Há uns meses disse que era uma utopia pensar-se na equipa principal do Benfica só com jogadores da formação. Mantém essa ideia?
De facto, utilizei esse termo, mas não quer dizer que seja uma coisa impossível. Mas continuo a achar que é muito complicado uma equipa do calibre do Benfica, envolvida nas competições em que está e a querer ganhar todos os jogos, seguir esse caminho. Para isso teríamos de preparar durante dois, três ou quatro anos uma equipa. Mas se calhar nesses anos em termos de conquistas seríamos obrigados a prescindir de alguma coisa.
Então não é possível...
Seria o cenário ideal e o Benfica no passado já o fez. E ganhava com jogadores maioritariamente formados no clube e portugueses que constituíam a base da seleção. Não posso dizer que é uma utopia. Mas o futebol mudou, o poder financeiro dos clubes é diferente. Para sermos competitivos temos de lutar contra outras equipas. O ideal é alimentar a equipa principal com jogadores da nossa formação, esse é o objetivo. Mas é preciso outro tipo de futebolistas para ajudar a suportar a inexperiência dos jovens formados na nossa casa. Havia muita gente que dizia que um jogador de futebol só a partir dos 28 anos é que se tornava completo. Dos 18 aos 28 ainda vão dez anos...

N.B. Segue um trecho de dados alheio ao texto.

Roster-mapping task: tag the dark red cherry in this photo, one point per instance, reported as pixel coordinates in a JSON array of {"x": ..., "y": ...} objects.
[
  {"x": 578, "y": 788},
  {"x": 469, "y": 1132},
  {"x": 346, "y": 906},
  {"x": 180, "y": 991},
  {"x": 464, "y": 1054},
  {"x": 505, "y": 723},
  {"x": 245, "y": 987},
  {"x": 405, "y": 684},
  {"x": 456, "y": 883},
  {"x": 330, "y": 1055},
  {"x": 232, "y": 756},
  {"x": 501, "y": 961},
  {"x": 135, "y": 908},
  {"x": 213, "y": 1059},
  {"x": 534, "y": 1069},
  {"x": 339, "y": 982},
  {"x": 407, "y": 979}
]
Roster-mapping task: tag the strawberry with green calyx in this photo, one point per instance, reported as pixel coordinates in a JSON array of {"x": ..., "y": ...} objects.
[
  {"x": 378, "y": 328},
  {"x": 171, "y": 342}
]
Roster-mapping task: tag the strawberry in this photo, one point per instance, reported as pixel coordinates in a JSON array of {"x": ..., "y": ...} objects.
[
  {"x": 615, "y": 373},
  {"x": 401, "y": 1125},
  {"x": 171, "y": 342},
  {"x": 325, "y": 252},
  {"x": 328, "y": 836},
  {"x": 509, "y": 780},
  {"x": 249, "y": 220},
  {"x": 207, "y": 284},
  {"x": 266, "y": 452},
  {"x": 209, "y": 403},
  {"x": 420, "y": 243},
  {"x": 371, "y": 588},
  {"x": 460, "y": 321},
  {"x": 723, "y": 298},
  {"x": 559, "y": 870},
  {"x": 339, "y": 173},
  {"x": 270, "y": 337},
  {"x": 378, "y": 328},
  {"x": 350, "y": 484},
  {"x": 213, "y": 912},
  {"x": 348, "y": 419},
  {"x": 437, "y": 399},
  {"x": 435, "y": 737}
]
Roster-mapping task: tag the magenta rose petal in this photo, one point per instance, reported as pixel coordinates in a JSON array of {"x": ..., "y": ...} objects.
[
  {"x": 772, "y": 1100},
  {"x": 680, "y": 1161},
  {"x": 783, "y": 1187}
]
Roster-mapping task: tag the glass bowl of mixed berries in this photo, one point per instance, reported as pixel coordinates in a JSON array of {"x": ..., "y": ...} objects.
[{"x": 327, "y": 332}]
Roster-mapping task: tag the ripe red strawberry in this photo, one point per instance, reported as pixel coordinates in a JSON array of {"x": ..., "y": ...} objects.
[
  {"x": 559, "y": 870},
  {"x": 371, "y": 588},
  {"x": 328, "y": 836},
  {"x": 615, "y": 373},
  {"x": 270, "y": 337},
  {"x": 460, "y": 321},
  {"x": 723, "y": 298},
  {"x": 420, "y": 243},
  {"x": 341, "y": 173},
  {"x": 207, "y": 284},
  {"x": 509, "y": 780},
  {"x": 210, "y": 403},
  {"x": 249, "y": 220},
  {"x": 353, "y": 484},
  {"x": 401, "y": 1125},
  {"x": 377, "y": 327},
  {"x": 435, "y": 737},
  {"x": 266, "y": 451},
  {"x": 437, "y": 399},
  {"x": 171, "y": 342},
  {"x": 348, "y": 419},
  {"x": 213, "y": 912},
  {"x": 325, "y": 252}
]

O presidente do Benfica não se tem cansado de falar da importância da formação e que quer cada vez mais jogadores. Existe alguma meta traçada ou a obrigatoriedade de ter na equipa principal todos os anos um certo número de jovens?
Não está definida nenhuma meta no tempo de objetivos a cumprir nesse aspeto. Temos sim essa ideia em mente, que é todos anos conseguirmos alimentar a equipa principal com um, dois, três jogadores da formação. E acho que nos últimos anos isso tem acontecido. Mas não há um número definido.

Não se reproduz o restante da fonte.